I'm reading data from a csv
file with 7 million rows. Sample data in that file-
"dfg.AAIXpWU4Q","1"
"cvbc.AAU3aXfQ","1"
"T-L5aL1uT_OfFbk","1"
"D9TOXrA_LsQa-awVk","2"
"JWg8_0lGDWcH_9aDc","2"
"ewrq.AAbCVh5wA","1"
"ewrq.AALAC-Qku3heg","1"
"ewrq.AADSmhJ7A","2"
"ewrq.AAEAoHUNA","1"
"ewrq.AALfV5u-7Yg","1"
And I read it like-
>>> rdd = sc.textFile("/path/to/file/*")
>>> rdd.take(2)
['"7wAfdgdfgd","7"', '"1x3Qdfgdf","1"']
# reading the RDD into a dataframe
>>> my_df = rdd.map(lambda x: (x.split(","))).toDF()
# changing column names
>>> df1 = my_df.selectExpr("_1 as user_id", "_2 as hits")
>>> df1.show(3)
+-------+----+
|user_id|hits|
+-------+----+
|"aYk...| "7"|
|"yDQ...| "1"|
|"qUU...|"13"|
+-------+----+
only showing top 3 rows
>>> df2 = df1.sort(col('hits').desc())
>>> df2.show(10)
But this gives me the following error-
Input row doesn't have expected number of values required by the schema. 2 fields are required while 18 values are provided.

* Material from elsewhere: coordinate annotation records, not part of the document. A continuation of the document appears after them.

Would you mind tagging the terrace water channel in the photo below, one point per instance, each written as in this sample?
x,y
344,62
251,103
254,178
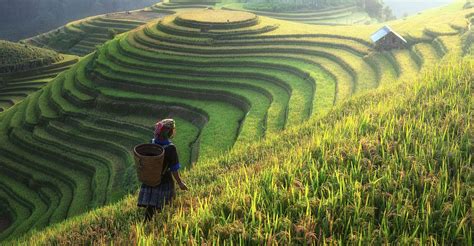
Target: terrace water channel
x,y
401,8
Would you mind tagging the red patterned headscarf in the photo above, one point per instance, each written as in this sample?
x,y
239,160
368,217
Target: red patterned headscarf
x,y
163,129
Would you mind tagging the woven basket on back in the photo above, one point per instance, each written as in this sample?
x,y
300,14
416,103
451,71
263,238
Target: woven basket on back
x,y
149,163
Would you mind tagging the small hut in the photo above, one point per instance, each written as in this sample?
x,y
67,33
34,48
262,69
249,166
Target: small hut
x,y
387,39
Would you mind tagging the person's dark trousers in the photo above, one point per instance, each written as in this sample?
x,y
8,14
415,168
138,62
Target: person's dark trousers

I'm guessing it's the way I convert the RDD to DF. Maybe the x.split(",")
is not taking into account the bad data - how do I get around this issue?
Going by @pault's comment, I just did the following to solve this-
>>> rdd = sc.textFile("/path/to/file/*")
# checking out how the data looks
>>> rdd.take(2)
['"7wAfdgdfgd","7"', '"1x3Qdfgdf","1"']
>>> my_df = spark.read.csv("/path/to/file/*", quote='"', sep=",")
>>> df1 = my_df.selectExpr("_c0 as user_id", "_c1 as hits")
>>> df1 = df1.withColumn("hits", df1["hits"].cast(IntegerType()))
>>> df2 = df1.sort(col('hits').desc())